Auvergne-Rhône-Alpes n'est pourtant pas la seule collectivité à tenter de resserrer la vis budgétaire sur le matériel scolaire, pour essayer d'en diminuer les coûts : deux ans plus tôt, l'Auvergne avait elle aussi franchi le pas en supprimant son propre dispositif au profit d'un appel d'offres. Non sans casse, d'après les libraires.

"Nous avons déjà transmis une étude qui a été faite après la mise en gratuité des régions PACA, Normandie et Ile-de-France, où ces appels d'offres avaient conduits à des baisses d'affaires de 20% et à la fermeture de librairies qui n'ont pas résisté", affiche Michel Perrin, qui note que d'autres régions comme le Bretagne ou l'Alsace fonctionnent encore avec des dispositifs similaires au Pass'Région.

Alors que l'exécutif régional aurait avancé la possibilité de mettre en place un appel d'offres destiné aux librairies pour compenser la perte de l'ancien dispositif, ces derniers craignent que cela n'entraine un nouveau resserrement des marges ainsi que des exigences impossibles à remplir pour les petits établissements.

"On ne connait pas encore les critères envisagés, mais l'on sait que les appels d'offres ont tendance à s'attacher à des éléments comme le nombre de références présentées en magasin ou la capacité de livrer gratuitement et rapidement les lycées, qui auraient pour conséquence d'écarter un grand nombre d'acteurs de ce marché", illustre Alexandra Charroin.

Après avoir adressé une lettre ouverte à la Région pour l'alerter des conséquences d'une telle décision, une dizaine de représentants de librairies rhônalpines se sont rendus lundi dernier à un premier rendez-vous à Lyon.
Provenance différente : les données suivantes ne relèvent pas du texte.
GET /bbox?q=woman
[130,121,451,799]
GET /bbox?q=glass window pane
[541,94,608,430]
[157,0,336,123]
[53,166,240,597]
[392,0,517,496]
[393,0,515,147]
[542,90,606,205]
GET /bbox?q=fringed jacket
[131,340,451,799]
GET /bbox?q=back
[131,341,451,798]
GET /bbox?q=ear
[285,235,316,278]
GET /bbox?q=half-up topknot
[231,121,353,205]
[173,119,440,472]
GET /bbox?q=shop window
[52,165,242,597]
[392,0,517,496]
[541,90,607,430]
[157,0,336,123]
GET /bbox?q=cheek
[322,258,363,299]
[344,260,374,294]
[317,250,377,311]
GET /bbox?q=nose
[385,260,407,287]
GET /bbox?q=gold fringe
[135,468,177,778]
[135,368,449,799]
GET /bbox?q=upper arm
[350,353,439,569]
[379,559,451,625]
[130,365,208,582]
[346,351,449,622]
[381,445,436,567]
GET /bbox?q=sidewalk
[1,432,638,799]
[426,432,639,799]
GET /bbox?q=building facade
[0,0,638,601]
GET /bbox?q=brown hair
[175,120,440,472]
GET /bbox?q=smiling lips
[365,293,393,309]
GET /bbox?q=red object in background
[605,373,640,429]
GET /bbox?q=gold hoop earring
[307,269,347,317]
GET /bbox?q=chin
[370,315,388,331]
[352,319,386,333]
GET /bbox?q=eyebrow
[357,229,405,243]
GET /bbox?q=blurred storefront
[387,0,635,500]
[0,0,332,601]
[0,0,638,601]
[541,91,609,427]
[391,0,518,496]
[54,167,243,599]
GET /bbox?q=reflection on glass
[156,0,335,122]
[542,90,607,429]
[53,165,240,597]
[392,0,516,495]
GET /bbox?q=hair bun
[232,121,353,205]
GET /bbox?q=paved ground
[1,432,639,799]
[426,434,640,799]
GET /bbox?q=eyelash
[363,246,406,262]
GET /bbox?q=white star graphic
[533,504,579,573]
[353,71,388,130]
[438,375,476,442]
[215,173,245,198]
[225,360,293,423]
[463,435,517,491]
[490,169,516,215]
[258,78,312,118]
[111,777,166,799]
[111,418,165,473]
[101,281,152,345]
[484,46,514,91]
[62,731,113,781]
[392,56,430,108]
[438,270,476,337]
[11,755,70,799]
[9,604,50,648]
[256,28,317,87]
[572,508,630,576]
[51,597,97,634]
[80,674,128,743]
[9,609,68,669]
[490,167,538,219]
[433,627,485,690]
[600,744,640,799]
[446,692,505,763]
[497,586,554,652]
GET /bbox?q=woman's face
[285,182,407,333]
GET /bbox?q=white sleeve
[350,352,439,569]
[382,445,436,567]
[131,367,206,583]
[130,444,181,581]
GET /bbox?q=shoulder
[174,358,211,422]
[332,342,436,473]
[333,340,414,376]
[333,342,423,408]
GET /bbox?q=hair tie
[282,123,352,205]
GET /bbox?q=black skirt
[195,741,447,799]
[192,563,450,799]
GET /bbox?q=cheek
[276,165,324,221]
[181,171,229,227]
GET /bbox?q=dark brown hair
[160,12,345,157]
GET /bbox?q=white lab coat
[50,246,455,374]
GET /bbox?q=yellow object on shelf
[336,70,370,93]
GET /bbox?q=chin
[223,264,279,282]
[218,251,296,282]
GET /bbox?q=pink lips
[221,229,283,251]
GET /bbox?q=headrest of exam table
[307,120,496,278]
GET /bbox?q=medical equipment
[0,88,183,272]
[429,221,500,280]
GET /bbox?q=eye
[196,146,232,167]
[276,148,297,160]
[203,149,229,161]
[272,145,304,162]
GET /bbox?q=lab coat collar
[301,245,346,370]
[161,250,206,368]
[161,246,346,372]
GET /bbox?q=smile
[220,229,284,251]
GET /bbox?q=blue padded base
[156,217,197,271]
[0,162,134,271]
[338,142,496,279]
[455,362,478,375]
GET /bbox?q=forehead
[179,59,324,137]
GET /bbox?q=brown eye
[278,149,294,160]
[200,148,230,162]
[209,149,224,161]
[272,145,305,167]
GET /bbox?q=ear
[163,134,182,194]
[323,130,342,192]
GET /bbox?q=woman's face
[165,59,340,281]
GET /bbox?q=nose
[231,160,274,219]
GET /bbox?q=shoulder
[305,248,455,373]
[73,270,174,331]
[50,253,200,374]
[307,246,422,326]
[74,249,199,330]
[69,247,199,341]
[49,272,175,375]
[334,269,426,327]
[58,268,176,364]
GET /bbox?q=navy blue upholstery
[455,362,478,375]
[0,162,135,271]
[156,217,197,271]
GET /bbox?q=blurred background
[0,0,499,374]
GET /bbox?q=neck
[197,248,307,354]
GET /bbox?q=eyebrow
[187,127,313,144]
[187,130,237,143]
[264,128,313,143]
Et tentent de faire passer un message qui se veut apolitique : "On mélange tout lorsqu'on parle de gratuité car il suffirait de dimensionner le dispositif existant, qui fonctionne très bien", rappelle Alain Belier, à la librairie Lucioles.

Plusieurs acteurs, qui souhaitent encore trouver un terrain d'entente, ont refusé d'évoquer la question pour l'instant avec Acteurs de l'économie - La Tribune. "Les discussions sont tendues car le timing lui aussi est serré", confie l'un d'entre eux à demi-mots.

Tous placent désormais leurs espoirs dans la prochaine réunion qui se tiendra à nouveau ce lundi, en espérant qu'un terrain d'entente soit trouvé. Et tout cela, deux semaines seulement avant la tenue du vote du budget 2019 par l'Assemblée régionale. Contactée, la Région n'avait pas répondu à notre sollicitation au moment d'écrire ces lignes.